Sudah Siap Menikah? Pastikan Pasangan Kamu Tidak Melakukan 5 Hal Ini

By Enya on under How To, Relationship

Sebelum memutuskan untuk menikah, sebaiknya kita harus yakin dengan pasangan kita dan bisa menerima semua kelebihan dan juga kekurangannya. Tapi ada beberapa sifat dan karakter pasangan yang sebaliknya kita perhatikan dan pertimbangkan baik-baik sebelum memilihnya sebagai suami. Memang, tidak ada manusia yang sempurna di dunia ini, tapi jika pasangan kamu memiliki sifat dan karakter berikut, ada baiknya kamu pertimbangkan ulang hubungan kamu dengannya sebelum merencanakan untuk menikah.

Posesif

Pasangan yang memiliki sifat posesif biasanya sangat suka mengatur kamu, baik dalam hal berpakaian, waktu, sampai memilih teman. Pasangan posesif juga biasanya sangat cemburuan. Well, cemburu sebenarnya bisa jadi salah satu cara untuk menunjukkan rasa sayang pasangan pada kita, tapi jika cemburunya sudah berlebihan dan cenderung tidak penting, itu tandanya dia memiliki sifat posesif yang sebaiknya kamu hindari.

Kondisi finansial yang buruk

Kondisi finansial yang buruk bisa ditunjukkan melalui cara pasanganmu mengatur keuangannya. Jika dia sudah mulai menunjukkan tanda-tanda seperti suka meminjam uang darimu untuk kehidupan sehari-hari, memiliki hutang kartu kredit yang menumpuk, cicilan yang tidak berkesudahan, dan tidak memiliki plan investasi untuk masa depan atau hari tua, ada baiknya kamu mempertimbangkan kembali niatmu melanjutkan hubungan yang lebih serius dengannya.

Labil dalam mengambil keputusan

Idealnya, seorang pria harus bisa mengambil keputusan sendiri dalam hidupnya.

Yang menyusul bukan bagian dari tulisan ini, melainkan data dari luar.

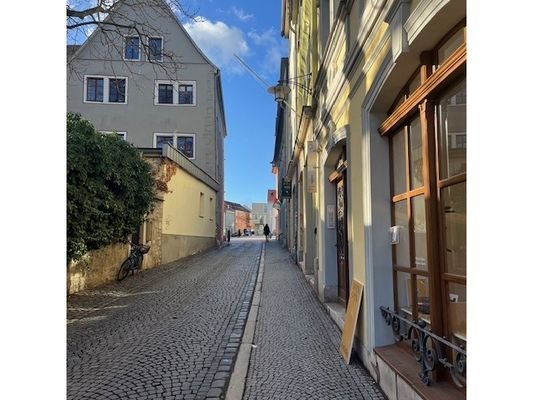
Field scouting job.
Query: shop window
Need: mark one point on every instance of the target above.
(427, 141)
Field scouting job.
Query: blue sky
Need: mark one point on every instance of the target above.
(250, 29)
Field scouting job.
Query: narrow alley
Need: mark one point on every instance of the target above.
(174, 333)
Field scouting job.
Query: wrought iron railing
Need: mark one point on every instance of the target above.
(429, 349)
(184, 162)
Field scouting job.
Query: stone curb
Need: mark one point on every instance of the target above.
(238, 378)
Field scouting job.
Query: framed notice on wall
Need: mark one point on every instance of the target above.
(350, 320)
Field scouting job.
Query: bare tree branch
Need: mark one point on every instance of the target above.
(114, 24)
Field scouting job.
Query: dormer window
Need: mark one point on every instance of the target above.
(132, 48)
(155, 49)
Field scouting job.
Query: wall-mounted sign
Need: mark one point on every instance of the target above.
(311, 180)
(350, 321)
(395, 234)
(285, 189)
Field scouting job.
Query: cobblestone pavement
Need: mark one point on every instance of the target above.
(297, 354)
(171, 332)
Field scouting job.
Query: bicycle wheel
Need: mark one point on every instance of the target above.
(125, 268)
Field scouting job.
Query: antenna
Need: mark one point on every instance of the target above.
(260, 80)
(252, 72)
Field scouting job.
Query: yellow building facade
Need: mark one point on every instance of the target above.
(375, 134)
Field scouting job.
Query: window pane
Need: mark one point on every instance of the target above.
(450, 46)
(451, 125)
(457, 312)
(415, 83)
(398, 162)
(95, 89)
(401, 249)
(403, 293)
(419, 236)
(117, 90)
(186, 94)
(132, 48)
(454, 205)
(166, 94)
(155, 46)
(161, 140)
(422, 298)
(415, 154)
(186, 145)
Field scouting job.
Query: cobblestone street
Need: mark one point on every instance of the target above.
(173, 332)
(167, 333)
(297, 354)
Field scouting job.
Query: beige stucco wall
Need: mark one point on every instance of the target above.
(181, 208)
(96, 268)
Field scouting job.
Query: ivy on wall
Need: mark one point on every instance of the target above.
(109, 188)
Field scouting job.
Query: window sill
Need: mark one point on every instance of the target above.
(399, 359)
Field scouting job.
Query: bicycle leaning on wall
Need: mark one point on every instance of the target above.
(134, 260)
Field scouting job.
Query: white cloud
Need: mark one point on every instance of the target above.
(273, 47)
(239, 13)
(219, 42)
(267, 38)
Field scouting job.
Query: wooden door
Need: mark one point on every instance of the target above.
(342, 253)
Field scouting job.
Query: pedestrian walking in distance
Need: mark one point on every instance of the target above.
(266, 232)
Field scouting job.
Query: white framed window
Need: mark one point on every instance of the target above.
(132, 48)
(120, 134)
(155, 48)
(105, 89)
(175, 93)
(184, 142)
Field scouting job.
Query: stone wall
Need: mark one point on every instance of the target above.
(179, 246)
(96, 268)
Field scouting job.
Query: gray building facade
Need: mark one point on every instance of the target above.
(153, 86)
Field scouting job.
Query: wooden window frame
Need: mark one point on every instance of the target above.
(421, 103)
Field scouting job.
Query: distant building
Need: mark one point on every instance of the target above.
(261, 215)
(371, 157)
(236, 217)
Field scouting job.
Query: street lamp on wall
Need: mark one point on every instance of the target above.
(283, 88)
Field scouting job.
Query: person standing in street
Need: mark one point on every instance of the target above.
(266, 232)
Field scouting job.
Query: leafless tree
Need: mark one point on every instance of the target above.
(113, 20)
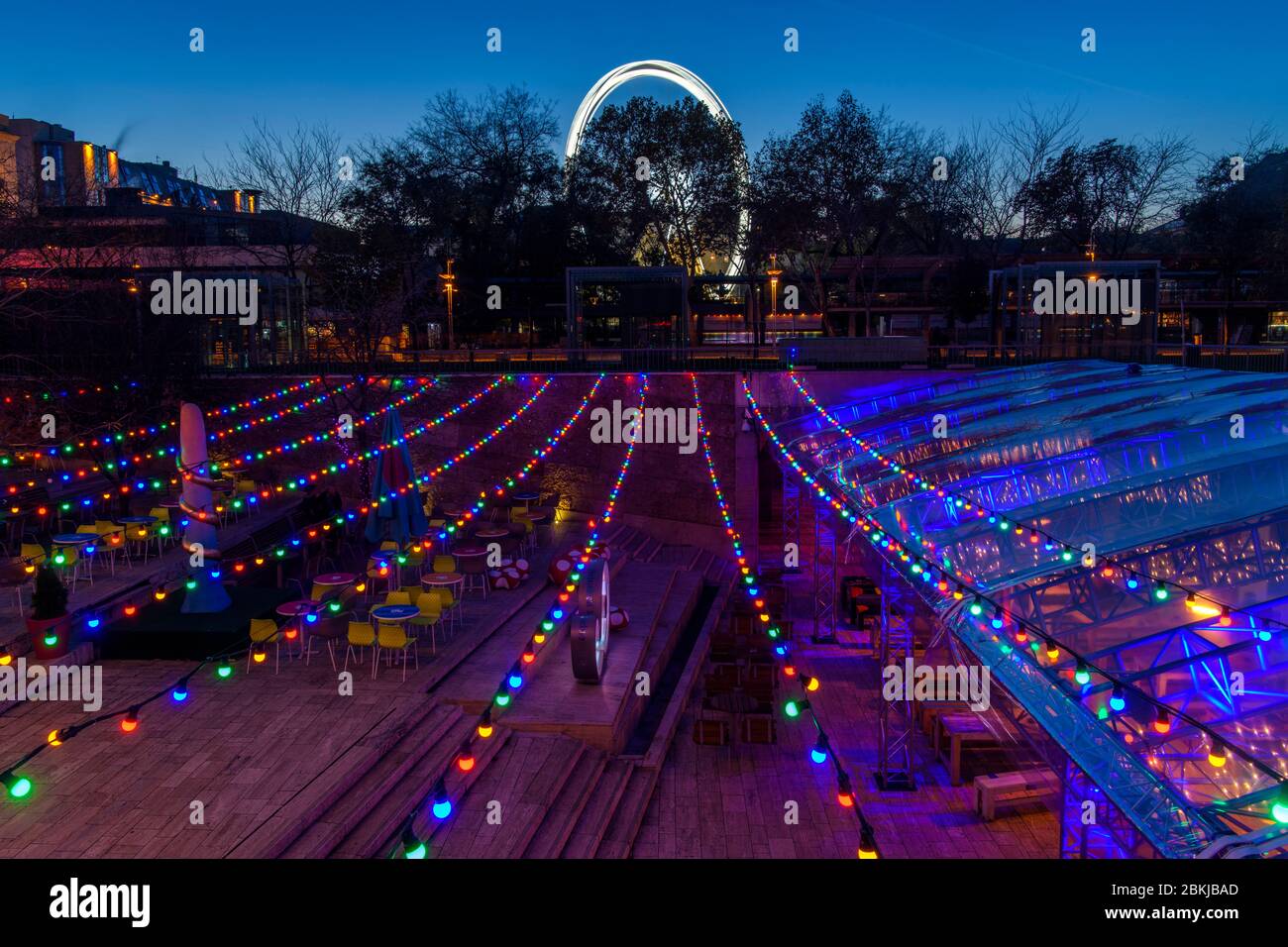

Pria ditakdirkan untuk menjadi kepala keluarga yang tentunya patut memiliki kemampuan untuk memutuskan apapun yang terbaik untuk dirinya sendiri dan juga keluarganya. Nah kalau di saat masih pacaran saja pasanganmu sudah menunjukkan tanda-tanda labil dan galau dalam mengambil keputusan apapun, sering bingung dan sering membiarkan kamu mengambil keputusan, bisa-bisa dia akan terus membawa karakter itu setelah menikah nanti.

Emosi yang tidak stabil

Biasanya pria memang lebih emosian dan lebih mudah marah dibandingkan wanita. Tapi sebelum memutuskan untuk menikah, ada baiknya kamu pastikan dulu kalau pasanganmu mampu mengontrol emosinya dengan baik. Jika dia bisa marah-marah tidak jelas hanya karena hal-hal sepele, misalnya kamu tidak menjawab telepon atau membalas pesannya dengan segera karena sedang sibuk, sebaiknya kamu mulai berhati-hati. Emosi yang berlebihan bisa membahayakan jika tidak segera diatasi, karena pria yang emosian juga bisa membuat pasangan merasa tertekan dalam menjalani hubungan, terutama jika emosinya diluapkan melalui kekerasan fisik dan mental. Jadi berhati-hatilah dengan pria seperti ini. Kamu pasti tidak mau menjalani hubungan yang tidak didasari oleh rasa saling pengertian, kan?

Masih bergantung pada orang tua

Sebagai seorang anak, rasanya wajar saja kalau pasangan masih bergantung pada orang tuanya, baik dalam mengambil keputusan, menghabiskan waktu untuk menemani orang tuanya bepergian, selalu membela orang tuanya setiap saat, dan lain sebagainya. Tapi kalau sifat ini masih dibawa saat mulai berpacaran serius dengan kamu, sebaiknya kamu berbicara serius dengannya untuk membahas hal ini. Jangan sampai nanti keputusan-keputusan penting kalian berdua tidak bisa diputuskan sebelum pasangan bertanya kepada orang tuanya. Selain bisa menjadikan kamu dan dia sebagai pasangan yang tidak mandiri, kamu pun pasti tidak akan merasa nyaman menjalani hubungan dengannya.